Experts point out that while legal opioids like OxyContin and Xtampza ER can be a gateway to addiction, the reformulations made in recent years make it less likely that they’ll be directly misused.
However, long-term users of these legal pharmaceuticals can become dependent on them. Some slide into severe addiction and turn to the illicit market for other opioid drugs, including heroin.

Part of a trend

Lowenstein told Healthline that Cigna’s new approach to opioid-drug management is reflective of a general trend among pain management specialists to prescribe lower doses of opioid drugs to patients.
When OxyContin first came on the market, for example, it wasn’t uncommon to see patients get prescriptions for 80 mg of the drug to be taken three times daily, he said.
Now, the Centers for Disease Control and Prevention (CDC) generally recommends that the daily dose of opioids not exceed 90 morphine milligram equivalents (MME). This works out to about 60 mg of oxycodone total in a day.

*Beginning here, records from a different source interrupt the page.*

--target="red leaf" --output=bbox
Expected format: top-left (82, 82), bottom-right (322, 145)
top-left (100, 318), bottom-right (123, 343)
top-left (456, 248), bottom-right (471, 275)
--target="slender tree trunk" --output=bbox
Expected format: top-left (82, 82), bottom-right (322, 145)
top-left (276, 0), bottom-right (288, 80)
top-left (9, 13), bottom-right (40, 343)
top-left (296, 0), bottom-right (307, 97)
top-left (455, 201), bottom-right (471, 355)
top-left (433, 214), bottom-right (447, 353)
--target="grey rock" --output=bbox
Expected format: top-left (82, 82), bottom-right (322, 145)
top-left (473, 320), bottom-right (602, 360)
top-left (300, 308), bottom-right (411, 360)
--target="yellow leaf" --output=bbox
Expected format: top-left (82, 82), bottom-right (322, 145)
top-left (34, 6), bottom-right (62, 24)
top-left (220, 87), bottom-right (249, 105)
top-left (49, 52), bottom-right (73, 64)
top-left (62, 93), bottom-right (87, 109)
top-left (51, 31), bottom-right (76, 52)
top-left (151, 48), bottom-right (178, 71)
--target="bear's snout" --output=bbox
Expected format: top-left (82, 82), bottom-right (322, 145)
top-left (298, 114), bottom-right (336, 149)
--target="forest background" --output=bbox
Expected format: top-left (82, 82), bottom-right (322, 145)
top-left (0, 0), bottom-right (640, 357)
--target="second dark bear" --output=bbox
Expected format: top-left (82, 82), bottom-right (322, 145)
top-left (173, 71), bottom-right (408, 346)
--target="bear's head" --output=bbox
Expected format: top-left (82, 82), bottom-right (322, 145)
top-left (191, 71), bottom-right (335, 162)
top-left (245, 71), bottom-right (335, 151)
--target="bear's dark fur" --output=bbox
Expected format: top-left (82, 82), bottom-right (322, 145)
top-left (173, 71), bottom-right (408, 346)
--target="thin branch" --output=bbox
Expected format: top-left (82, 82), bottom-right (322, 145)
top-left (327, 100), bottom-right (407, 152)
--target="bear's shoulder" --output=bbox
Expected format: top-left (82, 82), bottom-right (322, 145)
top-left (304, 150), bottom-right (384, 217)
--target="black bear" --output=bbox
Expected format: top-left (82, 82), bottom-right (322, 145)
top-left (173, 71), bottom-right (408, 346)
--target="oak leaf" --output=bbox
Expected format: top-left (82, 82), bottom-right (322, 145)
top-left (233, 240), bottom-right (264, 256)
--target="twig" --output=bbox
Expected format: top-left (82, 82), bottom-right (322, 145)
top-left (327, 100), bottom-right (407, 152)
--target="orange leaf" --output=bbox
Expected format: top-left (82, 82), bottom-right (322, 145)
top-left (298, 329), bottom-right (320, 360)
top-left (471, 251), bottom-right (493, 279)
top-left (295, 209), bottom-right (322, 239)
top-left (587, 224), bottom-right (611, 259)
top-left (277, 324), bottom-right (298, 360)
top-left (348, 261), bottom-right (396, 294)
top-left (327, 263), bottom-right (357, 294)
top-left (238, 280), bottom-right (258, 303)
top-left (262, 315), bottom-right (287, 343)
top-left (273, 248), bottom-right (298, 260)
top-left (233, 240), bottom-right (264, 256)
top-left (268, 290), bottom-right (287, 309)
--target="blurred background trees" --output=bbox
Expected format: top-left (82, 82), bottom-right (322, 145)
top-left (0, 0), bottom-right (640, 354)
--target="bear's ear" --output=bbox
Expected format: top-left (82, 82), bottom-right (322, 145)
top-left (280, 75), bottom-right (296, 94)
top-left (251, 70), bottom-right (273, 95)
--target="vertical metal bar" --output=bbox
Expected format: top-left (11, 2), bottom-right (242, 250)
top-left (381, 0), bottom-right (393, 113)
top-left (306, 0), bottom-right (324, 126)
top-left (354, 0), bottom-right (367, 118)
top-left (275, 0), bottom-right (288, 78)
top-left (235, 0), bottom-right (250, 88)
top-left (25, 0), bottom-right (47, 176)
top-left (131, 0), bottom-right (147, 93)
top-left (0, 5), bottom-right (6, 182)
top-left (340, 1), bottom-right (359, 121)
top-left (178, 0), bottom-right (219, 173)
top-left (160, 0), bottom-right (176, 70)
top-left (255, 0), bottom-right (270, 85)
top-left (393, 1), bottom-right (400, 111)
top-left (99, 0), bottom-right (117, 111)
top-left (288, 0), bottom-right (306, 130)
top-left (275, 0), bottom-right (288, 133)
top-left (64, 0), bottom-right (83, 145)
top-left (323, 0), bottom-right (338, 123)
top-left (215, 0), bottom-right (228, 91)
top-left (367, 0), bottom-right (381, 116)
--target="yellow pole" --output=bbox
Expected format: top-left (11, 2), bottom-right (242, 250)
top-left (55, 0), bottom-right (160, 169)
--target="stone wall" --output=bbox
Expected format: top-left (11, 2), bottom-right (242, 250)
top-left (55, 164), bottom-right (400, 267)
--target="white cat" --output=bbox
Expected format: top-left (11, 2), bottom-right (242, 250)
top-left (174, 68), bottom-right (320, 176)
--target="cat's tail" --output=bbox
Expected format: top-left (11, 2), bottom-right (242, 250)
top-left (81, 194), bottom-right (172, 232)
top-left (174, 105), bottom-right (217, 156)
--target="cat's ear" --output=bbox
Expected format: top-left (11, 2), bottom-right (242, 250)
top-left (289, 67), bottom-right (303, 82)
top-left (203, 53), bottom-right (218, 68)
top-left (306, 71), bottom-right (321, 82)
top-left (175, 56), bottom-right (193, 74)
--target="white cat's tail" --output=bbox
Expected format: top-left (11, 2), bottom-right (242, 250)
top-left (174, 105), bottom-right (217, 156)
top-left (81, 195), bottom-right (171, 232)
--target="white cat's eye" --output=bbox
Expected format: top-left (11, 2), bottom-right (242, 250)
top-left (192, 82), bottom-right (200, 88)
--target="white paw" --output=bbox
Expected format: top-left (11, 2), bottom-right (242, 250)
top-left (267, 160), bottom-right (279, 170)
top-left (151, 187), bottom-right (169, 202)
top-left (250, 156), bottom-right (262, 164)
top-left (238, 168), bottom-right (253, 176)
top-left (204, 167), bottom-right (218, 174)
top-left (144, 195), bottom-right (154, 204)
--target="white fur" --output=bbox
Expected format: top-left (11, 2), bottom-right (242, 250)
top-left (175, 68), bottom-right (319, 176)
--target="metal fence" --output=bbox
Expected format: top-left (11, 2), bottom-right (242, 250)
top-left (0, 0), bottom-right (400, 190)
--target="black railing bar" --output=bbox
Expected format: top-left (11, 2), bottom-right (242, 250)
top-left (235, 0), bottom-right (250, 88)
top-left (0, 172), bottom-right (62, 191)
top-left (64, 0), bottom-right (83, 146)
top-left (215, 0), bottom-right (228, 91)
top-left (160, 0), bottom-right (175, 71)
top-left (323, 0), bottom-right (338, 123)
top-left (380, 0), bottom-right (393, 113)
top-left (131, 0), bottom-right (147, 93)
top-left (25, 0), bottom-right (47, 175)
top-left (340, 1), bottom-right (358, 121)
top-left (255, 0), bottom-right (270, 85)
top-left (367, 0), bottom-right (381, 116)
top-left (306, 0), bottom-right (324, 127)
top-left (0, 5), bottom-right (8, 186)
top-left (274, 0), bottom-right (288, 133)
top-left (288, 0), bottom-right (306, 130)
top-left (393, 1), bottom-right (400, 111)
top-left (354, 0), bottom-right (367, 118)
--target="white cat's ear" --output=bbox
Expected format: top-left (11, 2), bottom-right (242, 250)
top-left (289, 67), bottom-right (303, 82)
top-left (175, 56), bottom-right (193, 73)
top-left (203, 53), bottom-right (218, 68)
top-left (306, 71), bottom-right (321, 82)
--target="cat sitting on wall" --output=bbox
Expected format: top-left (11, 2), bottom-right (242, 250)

“You can’t get in as much trouble with 20 milligram [pills] of oxycodone as you can with 80 milligram,” said Lowenstein. “There’s less abuse potential.”
Stacey E. Grant, PharmD, director of clinical consult services at axialHealthcare, commended Cigna for recognizing “the inherent risks of providing extensive coverage for opioids” while “also taking steps to curb the epidemic facing tens of millions of Americans.”
However, Grant told Healthline, “We believe that the potential short-term negative consequences of removing a prescription therapy from patients’ care plans outweigh the long-term benefits of mitigating opioid misuse.”
Addressing health insurers, Grant added: “While a prescription drug like OxyContin may lead to opioid use disorder, the best possible measure to take would be to cover more addiction treatment options while working closely with physicians to prevent more patients from suffering from or being at risk of opioid use disorder.”